4 présentations

• 
  15h30 - 15h55

  Stochastic Uncapacitated Hub Location

  • Ivan Contreras, prés., Concordia University
  • Jean-François Cordeau, HEC Montréal, GERAD, CIRRELT
  • Gilbert Laporte, HEC Montréal

  We present stochastic uncapacitated hub location problems in which uncertainty is associated with demands and transportation costs. To solve the case of uncertain independent transportation costs, we propose a Monte-Carlo simulation-based algorithm that integrates a sample average approximation scheme with a Benders decomposition algorithm.

• 
  15h55 - 16h20

  Facility Location with Economies of Scale and Congestion: Models and Column Generation Heuristics

  • Fatma Gzara, prés., University of Waterloo
  • Samir Elhedhli, University of Waterloo
  • Da Lu, University of Waterloo

  We study location problems with an inverse S-shaped cost function that is initially concave and then turns convex.

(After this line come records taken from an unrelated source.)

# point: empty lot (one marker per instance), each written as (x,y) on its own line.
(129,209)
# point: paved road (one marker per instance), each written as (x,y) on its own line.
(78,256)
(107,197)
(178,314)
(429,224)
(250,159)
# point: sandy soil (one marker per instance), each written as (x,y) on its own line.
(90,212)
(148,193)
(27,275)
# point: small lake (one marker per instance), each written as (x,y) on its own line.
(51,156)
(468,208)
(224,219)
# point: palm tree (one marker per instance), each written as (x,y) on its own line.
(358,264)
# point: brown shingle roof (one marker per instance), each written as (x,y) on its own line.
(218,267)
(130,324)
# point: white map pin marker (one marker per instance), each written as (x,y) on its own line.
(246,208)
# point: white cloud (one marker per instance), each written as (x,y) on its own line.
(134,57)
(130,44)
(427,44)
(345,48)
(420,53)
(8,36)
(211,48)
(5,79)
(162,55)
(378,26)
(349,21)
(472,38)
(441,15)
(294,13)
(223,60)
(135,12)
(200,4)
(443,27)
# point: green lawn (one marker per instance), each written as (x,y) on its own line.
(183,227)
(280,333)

We introduce a nonlinear mixed integer programming formulation that is decomposable by environment type: economies of scale or congestion. We propose solution methods based on Lagrangean relaxation, column generation, and branch-and-bound.

• 
  16h20 - 16h45

  Cannibalisation Effects in Franchise Chains: A Variable Neighbourhood Search Method

  • Behnaz Saboonchi, prés., GERAD - HEC Montréal

  We present a Variable Neighbourhood Search heuristic to solve the classical Max-Min p-dispersion problem. It will serve as the core to build more practical franchise location models in the future. We intend to minimize cannibalization as much as possible by maximizing the dispersion between either the newly added units, or between the existing units and the new ones.

• 
  16h45 - 17h10

  Dividing a Territory Among Several Facilities

  • John Gunnar Carlsson, prés., University of Minnesota

  We consider the problem of dividing a geographic region into sub-regions so as to minimize the maximum workload of a collection of facilities over that region. We consider two measures for the "workload" of a facility: one is the length of a TSP tour of all demand points in the assigned sub-region, and the other is a monomial function of the distance from a demand point to its assigned facility.